Thursday, November 08, 2007

vice grip of silence

Last night I felt a vice grip of anger and silence. Neither I do well with. Two people who are extremely dear to me were angry and to process the anger they got quiet and stopped talking to me. One has been longer than last night. I cracked and that made them both pull back further and seeth more. Or so it seemed. I made an important decision last night after grasping for them both and both rejecting me I realized this was me. I needed to change the situation.

I cleansed my space, my mind, my chakras, I prayed, I unplugged some, I did everything I have been putting off. I found a new strength that was from within. The one that everyone told me I had. I let go and let god. I let go of the anger I felt back, the hurt, the worry, the fear of them leaving my life completely, for I realized this was my lesson, I needed to stand on my own. I have been putting myself in a no win situation by doing what I want and listening to everyone else.

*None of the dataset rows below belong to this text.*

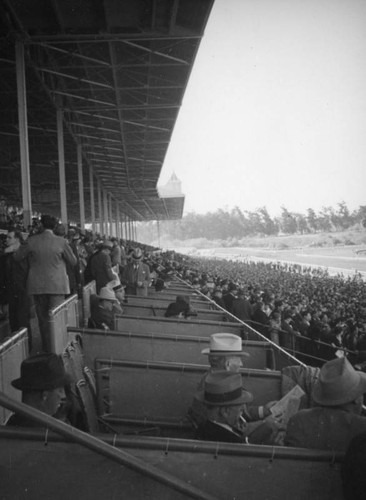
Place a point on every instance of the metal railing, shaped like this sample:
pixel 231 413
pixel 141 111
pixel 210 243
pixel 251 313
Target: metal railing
pixel 12 352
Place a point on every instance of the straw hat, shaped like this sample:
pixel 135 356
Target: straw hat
pixel 224 389
pixel 107 244
pixel 225 344
pixel 338 383
pixel 42 372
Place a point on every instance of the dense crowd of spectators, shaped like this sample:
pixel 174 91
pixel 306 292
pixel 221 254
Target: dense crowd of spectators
pixel 306 311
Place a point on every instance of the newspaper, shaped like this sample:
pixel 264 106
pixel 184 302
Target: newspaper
pixel 288 405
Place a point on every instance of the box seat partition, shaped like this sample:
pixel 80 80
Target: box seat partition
pixel 161 301
pixel 159 312
pixel 163 347
pixel 203 328
pixel 163 391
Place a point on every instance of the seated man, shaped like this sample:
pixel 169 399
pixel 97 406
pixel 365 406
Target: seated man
pixel 331 425
pixel 225 354
pixel 102 310
pixel 181 308
pixel 353 469
pixel 225 400
pixel 42 380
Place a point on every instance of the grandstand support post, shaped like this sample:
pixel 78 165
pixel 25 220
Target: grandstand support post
pixel 105 212
pixel 100 208
pixel 23 134
pixel 118 229
pixel 110 215
pixel 126 232
pixel 61 164
pixel 130 229
pixel 92 202
pixel 81 186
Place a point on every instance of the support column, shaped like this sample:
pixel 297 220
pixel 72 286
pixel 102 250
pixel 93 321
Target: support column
pixel 81 187
pixel 23 135
pixel 92 202
pixel 118 229
pixel 110 215
pixel 130 228
pixel 61 164
pixel 100 208
pixel 105 212
pixel 126 228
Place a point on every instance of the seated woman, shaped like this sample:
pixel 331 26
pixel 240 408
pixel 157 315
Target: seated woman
pixel 181 308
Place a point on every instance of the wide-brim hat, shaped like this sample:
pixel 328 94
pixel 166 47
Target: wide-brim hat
pixel 224 389
pixel 107 244
pixel 107 293
pixel 338 383
pixel 136 254
pixel 225 344
pixel 42 372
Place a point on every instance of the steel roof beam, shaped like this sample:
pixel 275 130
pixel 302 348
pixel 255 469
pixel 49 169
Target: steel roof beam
pixel 75 96
pixel 106 38
pixel 71 77
pixel 155 52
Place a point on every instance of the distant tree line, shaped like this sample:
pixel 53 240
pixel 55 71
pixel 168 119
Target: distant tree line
pixel 235 223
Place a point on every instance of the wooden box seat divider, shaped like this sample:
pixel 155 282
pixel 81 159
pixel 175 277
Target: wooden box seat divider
pixel 203 328
pixel 164 391
pixel 163 301
pixel 164 347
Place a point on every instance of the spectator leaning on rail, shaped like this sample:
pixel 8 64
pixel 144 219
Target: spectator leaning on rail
pixel 338 391
pixel 42 381
pixel 47 278
pixel 136 275
pixel 181 308
pixel 101 265
pixel 16 274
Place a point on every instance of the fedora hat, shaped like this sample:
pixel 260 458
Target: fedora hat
pixel 107 244
pixel 136 254
pixel 224 389
pixel 225 344
pixel 338 383
pixel 106 293
pixel 42 372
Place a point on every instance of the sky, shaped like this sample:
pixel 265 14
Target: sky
pixel 274 113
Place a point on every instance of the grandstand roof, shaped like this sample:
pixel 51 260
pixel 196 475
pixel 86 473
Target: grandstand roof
pixel 118 70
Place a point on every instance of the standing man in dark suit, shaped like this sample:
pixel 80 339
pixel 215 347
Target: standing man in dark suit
pixel 136 275
pixel 47 278
pixel 101 265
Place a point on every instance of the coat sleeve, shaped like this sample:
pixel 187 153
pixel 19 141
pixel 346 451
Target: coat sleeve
pixel 22 252
pixel 69 255
pixel 295 433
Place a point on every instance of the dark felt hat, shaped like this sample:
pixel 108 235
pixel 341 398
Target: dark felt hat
pixel 338 383
pixel 224 389
pixel 41 373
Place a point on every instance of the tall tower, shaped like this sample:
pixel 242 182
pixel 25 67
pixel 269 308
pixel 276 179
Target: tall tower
pixel 172 188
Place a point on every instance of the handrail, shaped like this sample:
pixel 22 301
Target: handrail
pixel 107 450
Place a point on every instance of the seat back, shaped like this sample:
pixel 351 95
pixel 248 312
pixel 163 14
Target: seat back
pixel 164 391
pixel 163 347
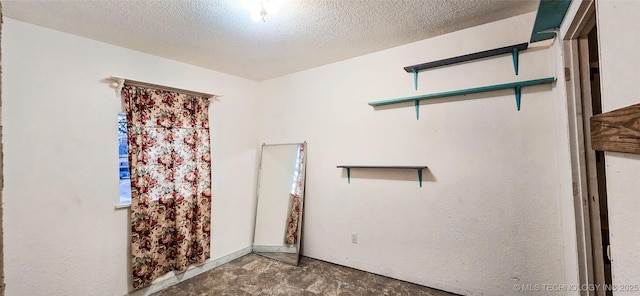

I felt like I grew ethereally, I felt like a baby bird spreading out those wings and really feeling the strength that ws inherit to the bird by being who she is. I was able to find love in my heart and grow it out. I found smiles which I couldn't find during the day. I was able to be me, the one that I and everyone around me enjoys. I give again, and not just take.

I surrender to the love and light energy that is within me, is me, and is the universe and man does it feel amazing.